Entre los comentarios que algunos profesores han hecho a la carta, uno de ellos habla incluso de «tragedia nacional»: «Aproximadamente tres cuartas partes de los estudiantes del primer ciclo de la Universidad (tres años) son de hecho semianalfabetos. Es una tragedia nacional que no percibe la opinión pública, ni los medios informativos ni naturalmente la clase política», afirma un profesor universitario. Otro cuenta una experiencia insólita viajando en tren: «Encontré una estudiante que no sabía cuál era la “penúltima” letra del código de reserva de su billete».
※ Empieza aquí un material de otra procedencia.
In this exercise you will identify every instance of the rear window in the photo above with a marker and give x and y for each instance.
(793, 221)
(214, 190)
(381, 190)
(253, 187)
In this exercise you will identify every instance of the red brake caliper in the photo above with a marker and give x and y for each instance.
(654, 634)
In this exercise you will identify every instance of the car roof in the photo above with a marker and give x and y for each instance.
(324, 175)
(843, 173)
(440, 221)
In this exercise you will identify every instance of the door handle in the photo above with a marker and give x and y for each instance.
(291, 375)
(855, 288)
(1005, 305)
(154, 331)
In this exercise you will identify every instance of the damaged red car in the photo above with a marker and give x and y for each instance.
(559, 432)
Los datos que aportan los 600 profesores pueden ser sorprendentes, pero quizás no lo sean tanto si tenemos en cuenta la investigación que publicó hace tres semanas «La Stampa», afirmando que entre el 70 y el 80% de los italianos son «analfabetos funcionales». Es decir, son personas que leen, discuten, escuchan, resuelven sus asuntos sin aparente dificultad, pero son analfabetos «funcionales», encontrándose en un área que está por debajo del nivel mínimo de comprensión en la lectura o en la escucha de un texto de media dificultad. El 5% de la población italiana es todavía hoy analfabeta estructural, «incapaz de descifrar letras o cifras». «Se trata de un problema no solo italiano. La evolución de las tecnologías electrónicas y la sustitución del mensaje escrito con el de iconos está modificando un poco en todas partes el nivel de comprensión.
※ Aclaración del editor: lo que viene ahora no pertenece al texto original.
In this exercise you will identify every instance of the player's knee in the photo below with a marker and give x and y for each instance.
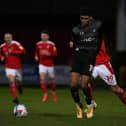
(116, 89)
(11, 78)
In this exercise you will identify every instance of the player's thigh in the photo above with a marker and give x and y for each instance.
(42, 72)
(51, 72)
(11, 74)
(19, 75)
(84, 80)
(106, 73)
(74, 78)
(95, 72)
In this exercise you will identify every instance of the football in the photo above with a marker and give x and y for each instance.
(20, 111)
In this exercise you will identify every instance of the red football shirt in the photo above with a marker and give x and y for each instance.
(46, 51)
(11, 53)
(102, 57)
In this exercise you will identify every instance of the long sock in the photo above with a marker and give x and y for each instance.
(122, 95)
(87, 95)
(43, 87)
(13, 90)
(53, 85)
(75, 94)
(91, 91)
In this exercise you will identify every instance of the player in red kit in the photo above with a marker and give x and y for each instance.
(45, 53)
(104, 70)
(10, 51)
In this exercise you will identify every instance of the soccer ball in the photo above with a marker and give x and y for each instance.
(20, 111)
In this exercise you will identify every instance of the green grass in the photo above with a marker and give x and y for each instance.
(110, 111)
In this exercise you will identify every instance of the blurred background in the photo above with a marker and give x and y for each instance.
(25, 20)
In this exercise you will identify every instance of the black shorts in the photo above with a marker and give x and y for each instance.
(82, 68)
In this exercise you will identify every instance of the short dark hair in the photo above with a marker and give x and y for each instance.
(45, 32)
(8, 33)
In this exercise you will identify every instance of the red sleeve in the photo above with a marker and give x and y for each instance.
(36, 51)
(1, 53)
(18, 51)
(54, 51)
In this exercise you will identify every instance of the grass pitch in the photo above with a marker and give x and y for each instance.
(110, 111)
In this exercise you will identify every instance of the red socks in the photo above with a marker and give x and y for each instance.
(53, 85)
(13, 90)
(43, 87)
(91, 91)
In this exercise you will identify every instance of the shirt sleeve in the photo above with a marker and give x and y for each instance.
(36, 51)
(19, 50)
(54, 51)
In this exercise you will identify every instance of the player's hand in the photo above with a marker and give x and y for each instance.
(36, 58)
(71, 44)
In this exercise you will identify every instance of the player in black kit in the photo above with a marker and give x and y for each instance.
(86, 42)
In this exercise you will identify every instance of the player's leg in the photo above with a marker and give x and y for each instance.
(92, 96)
(42, 74)
(94, 75)
(120, 92)
(74, 78)
(53, 83)
(86, 91)
(10, 73)
(19, 81)
(106, 73)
Sin abrir un libro: 18,6 %

Con números en la mano, 23 millones de italianos, casi el 40% no tiene ningún título de estudio o, al máximo, el de la escuela elemental. Solo el 20% de los italianos es consciente de su propio papel social, capaz de usarlo con pleno control en la interrelación con cualquier acto público o privado. Otro dato llamativo es que el 18,6 por 100 de los italianos no abrió un libro o un periódico el pasado año, ni fue al cine o a un concierto, según datos ofrecidos por el Instituto Oficial de Estadística (Istat).
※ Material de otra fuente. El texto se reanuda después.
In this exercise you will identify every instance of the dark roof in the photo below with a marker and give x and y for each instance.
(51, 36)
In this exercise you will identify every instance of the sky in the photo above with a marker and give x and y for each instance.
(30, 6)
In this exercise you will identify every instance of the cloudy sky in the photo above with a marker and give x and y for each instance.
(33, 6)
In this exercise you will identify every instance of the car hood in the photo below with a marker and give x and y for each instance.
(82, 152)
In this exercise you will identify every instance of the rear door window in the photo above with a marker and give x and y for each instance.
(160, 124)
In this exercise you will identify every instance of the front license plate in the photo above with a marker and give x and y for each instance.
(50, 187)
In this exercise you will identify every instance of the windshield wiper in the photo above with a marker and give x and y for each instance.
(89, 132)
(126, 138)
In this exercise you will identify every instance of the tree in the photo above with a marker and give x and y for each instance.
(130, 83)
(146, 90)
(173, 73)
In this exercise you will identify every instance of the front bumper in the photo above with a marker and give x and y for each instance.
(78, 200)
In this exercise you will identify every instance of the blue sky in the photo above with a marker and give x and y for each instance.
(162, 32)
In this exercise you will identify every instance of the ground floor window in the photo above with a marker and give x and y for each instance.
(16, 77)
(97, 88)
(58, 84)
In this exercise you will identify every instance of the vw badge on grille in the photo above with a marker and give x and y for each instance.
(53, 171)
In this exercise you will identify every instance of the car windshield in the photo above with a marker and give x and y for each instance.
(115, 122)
A la vista de estos datos, el académico y profesor de Ciencias Políticas, Angelo Panebianco, escribía este pasado viernes en el semanario «Sette»: «Estos datos hablan del fracaso de las escuelas italianas. El tema merecería que fuera tratado como una emergencia nacional». El profesor Panebianco subraya con ironía que teniendo en cuenta que «en la democracia con el tiempo las distancias sociales y culturales entre electores y clases políticas y administrativas tienden a reducirse, cabe sospechar que algún analfabeto funcional se ha instalado en los palacios públicos y administrativos». En otras palabras, el profesor Panebianco concluye que habrá habido gente en la administración pública y en la clase política que ha intentado leer el citado informe sobre el analfabetismo pero seguramente no lo ha comprendido.